何年か前にテレビ番組で文字になる打ち上げ花火を見た事がある。やはりと言うべきか、プロポーズに使っている人も多いらしい。
今回はそれを真似させてもらう。
先ずは5文字!
単語として成立する様に、頭文字が消える前に5文字全てが揃わないと意味が無い!
本物の花火師宛らの緊張感だ。
上手く行った!1番文字数が多い単語をクリア!
次は3文字!
これも上手く行った!文字も間違ってない筈だ。
だが間髪を入れずに打ち続ける事はしんどい。

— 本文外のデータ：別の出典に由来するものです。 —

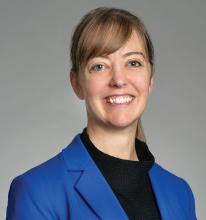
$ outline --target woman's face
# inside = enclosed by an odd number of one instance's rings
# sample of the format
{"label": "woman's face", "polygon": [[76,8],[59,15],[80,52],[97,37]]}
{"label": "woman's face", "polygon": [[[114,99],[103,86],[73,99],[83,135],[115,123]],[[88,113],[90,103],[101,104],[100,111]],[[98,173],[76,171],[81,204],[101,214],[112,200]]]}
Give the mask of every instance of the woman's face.
{"label": "woman's face", "polygon": [[142,39],[133,32],[117,51],[88,61],[71,73],[73,89],[86,103],[88,126],[136,126],[152,90],[153,78]]}

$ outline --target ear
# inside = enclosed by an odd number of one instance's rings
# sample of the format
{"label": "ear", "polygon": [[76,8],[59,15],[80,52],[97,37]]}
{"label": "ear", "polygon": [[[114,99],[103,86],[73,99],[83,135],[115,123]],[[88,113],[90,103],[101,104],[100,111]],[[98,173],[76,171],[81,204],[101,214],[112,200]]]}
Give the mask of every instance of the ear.
{"label": "ear", "polygon": [[73,88],[75,94],[80,99],[84,99],[82,88],[81,88],[81,85],[79,83],[79,77],[78,77],[78,74],[76,72],[73,72],[73,71],[70,72],[70,82],[71,82],[71,85],[72,85],[72,88]]}
{"label": "ear", "polygon": [[154,76],[151,77],[150,79],[150,85],[149,85],[149,95],[151,95],[152,91],[154,88]]}

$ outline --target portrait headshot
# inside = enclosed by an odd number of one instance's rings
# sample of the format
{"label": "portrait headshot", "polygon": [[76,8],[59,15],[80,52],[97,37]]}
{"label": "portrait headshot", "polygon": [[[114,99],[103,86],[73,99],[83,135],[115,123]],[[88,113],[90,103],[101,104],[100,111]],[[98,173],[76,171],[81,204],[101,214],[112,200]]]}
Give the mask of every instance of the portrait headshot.
{"label": "portrait headshot", "polygon": [[206,3],[186,3],[1,3],[0,218],[206,217]]}

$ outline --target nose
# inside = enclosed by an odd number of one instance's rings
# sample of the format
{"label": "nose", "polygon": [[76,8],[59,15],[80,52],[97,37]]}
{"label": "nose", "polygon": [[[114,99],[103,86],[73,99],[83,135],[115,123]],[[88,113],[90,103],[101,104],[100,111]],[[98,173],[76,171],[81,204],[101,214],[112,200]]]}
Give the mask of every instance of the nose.
{"label": "nose", "polygon": [[110,86],[122,88],[126,86],[126,75],[120,67],[113,67],[111,71]]}

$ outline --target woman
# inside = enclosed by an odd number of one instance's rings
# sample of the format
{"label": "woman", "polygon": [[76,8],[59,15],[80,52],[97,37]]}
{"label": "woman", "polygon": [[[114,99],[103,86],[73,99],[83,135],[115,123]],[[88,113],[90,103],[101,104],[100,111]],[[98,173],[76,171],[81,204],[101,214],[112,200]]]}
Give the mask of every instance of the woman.
{"label": "woman", "polygon": [[153,46],[128,11],[97,8],[71,42],[71,85],[87,127],[57,156],[15,178],[8,220],[194,220],[189,185],[154,161],[141,126]]}

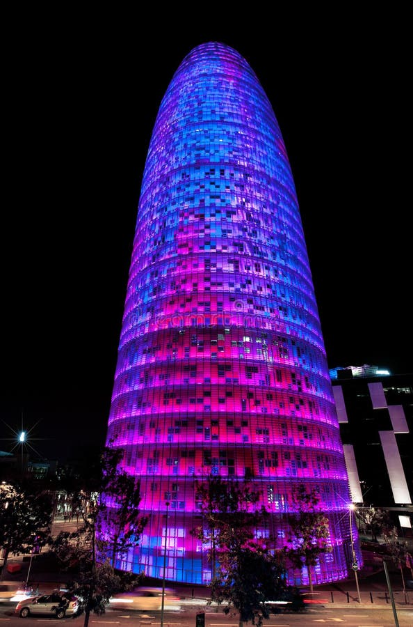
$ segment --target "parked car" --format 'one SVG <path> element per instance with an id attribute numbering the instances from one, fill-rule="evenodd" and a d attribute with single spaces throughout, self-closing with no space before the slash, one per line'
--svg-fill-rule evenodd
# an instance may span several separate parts
<path id="1" fill-rule="evenodd" d="M 109 607 L 113 610 L 161 610 L 162 588 L 139 587 L 130 592 L 119 592 L 109 599 Z M 172 588 L 165 589 L 163 609 L 181 609 L 181 599 Z"/>
<path id="2" fill-rule="evenodd" d="M 10 601 L 16 594 L 19 588 L 24 587 L 24 584 L 14 581 L 0 582 L 0 603 Z"/>
<path id="3" fill-rule="evenodd" d="M 53 616 L 62 619 L 65 616 L 74 616 L 79 609 L 79 599 L 69 595 L 65 597 L 67 603 L 65 603 L 63 597 L 63 594 L 56 592 L 31 596 L 19 601 L 15 608 L 15 614 L 22 618 L 29 616 Z"/>

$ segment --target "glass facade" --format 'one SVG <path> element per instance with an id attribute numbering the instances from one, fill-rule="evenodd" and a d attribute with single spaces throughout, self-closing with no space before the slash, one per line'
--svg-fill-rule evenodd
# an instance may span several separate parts
<path id="1" fill-rule="evenodd" d="M 215 475 L 259 490 L 257 535 L 280 547 L 294 485 L 317 490 L 332 552 L 313 582 L 347 575 L 348 479 L 291 170 L 257 76 L 221 43 L 187 55 L 158 112 L 106 443 L 150 515 L 118 566 L 162 578 L 165 557 L 166 580 L 208 583 L 195 486 Z"/>

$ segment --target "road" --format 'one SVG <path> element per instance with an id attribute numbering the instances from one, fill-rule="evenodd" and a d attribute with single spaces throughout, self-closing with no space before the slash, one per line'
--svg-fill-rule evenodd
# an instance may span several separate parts
<path id="1" fill-rule="evenodd" d="M 22 619 L 14 615 L 14 607 L 11 604 L 0 605 L 0 626 L 7 627 L 31 627 L 41 624 L 69 623 L 73 627 L 81 627 L 84 615 L 74 619 L 36 617 Z M 397 607 L 396 617 L 399 627 L 412 627 L 413 625 L 413 607 Z M 237 617 L 225 616 L 222 610 L 214 611 L 209 606 L 188 605 L 179 612 L 165 612 L 163 617 L 164 627 L 195 627 L 197 613 L 204 612 L 205 627 L 238 627 Z M 391 606 L 365 607 L 333 607 L 331 605 L 311 607 L 303 613 L 286 613 L 272 617 L 264 621 L 264 627 L 322 627 L 322 626 L 340 624 L 343 627 L 394 627 L 397 625 Z M 107 610 L 102 616 L 90 614 L 89 625 L 102 627 L 122 625 L 123 627 L 159 627 L 160 612 L 122 612 Z M 247 626 L 245 626 L 247 627 Z"/>

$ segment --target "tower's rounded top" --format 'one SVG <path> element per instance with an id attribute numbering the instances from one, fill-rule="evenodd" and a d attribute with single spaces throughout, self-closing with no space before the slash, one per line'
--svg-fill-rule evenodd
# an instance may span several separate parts
<path id="1" fill-rule="evenodd" d="M 195 46 L 184 59 L 178 71 L 186 68 L 188 65 L 197 64 L 206 59 L 209 62 L 216 59 L 219 63 L 237 65 L 239 68 L 242 67 L 244 71 L 252 72 L 248 63 L 237 50 L 218 41 L 208 41 Z"/>

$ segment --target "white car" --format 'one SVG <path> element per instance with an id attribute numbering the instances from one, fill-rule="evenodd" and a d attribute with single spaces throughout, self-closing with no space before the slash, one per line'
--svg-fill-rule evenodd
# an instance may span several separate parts
<path id="1" fill-rule="evenodd" d="M 70 596 L 68 603 L 65 606 L 62 603 L 62 594 L 56 592 L 31 596 L 19 601 L 15 608 L 15 614 L 22 618 L 29 616 L 49 616 L 63 619 L 65 616 L 73 616 L 79 610 L 79 600 L 76 596 Z"/>
<path id="2" fill-rule="evenodd" d="M 109 607 L 113 610 L 161 610 L 162 588 L 140 587 L 130 592 L 119 592 L 109 599 Z M 181 609 L 181 599 L 172 588 L 165 589 L 163 609 Z"/>

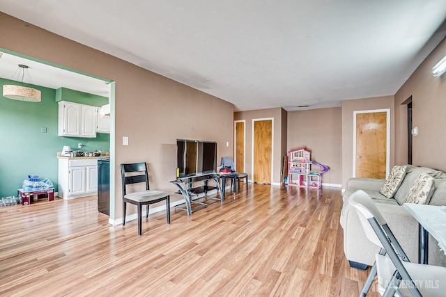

特に今日は昼間も死闘をしたので尚更。
次は2文字だ!
たったの2文字だが気は抜けない!
1文字たりとも間違いは許されない。
ラストは4文字の筈だ。
かなり苦しい。
一瞬、クレアが赤くなった内容が頭を過るが、イカン!
それはこのプロポーズが成功後、たっぷりとすれば良い。今は集中!
4文字打ち上げた!
何とか成功だ!
クレアの方を見ようとして一呼吸入って初めて気が付いた。
花火を打ち続けている時、1度も呼吸していなかった!そりゃ苦しい訳だ。
赤い顔のまま空をぼーっと見つめているクレアに、肩で息をしながら向き直る。
「結婚して下さい!」
「はい。私でよければ」
返事の言葉を発した瞬間クレアの瞳から大粒の涙が溢れ出し、静寂が訪れた。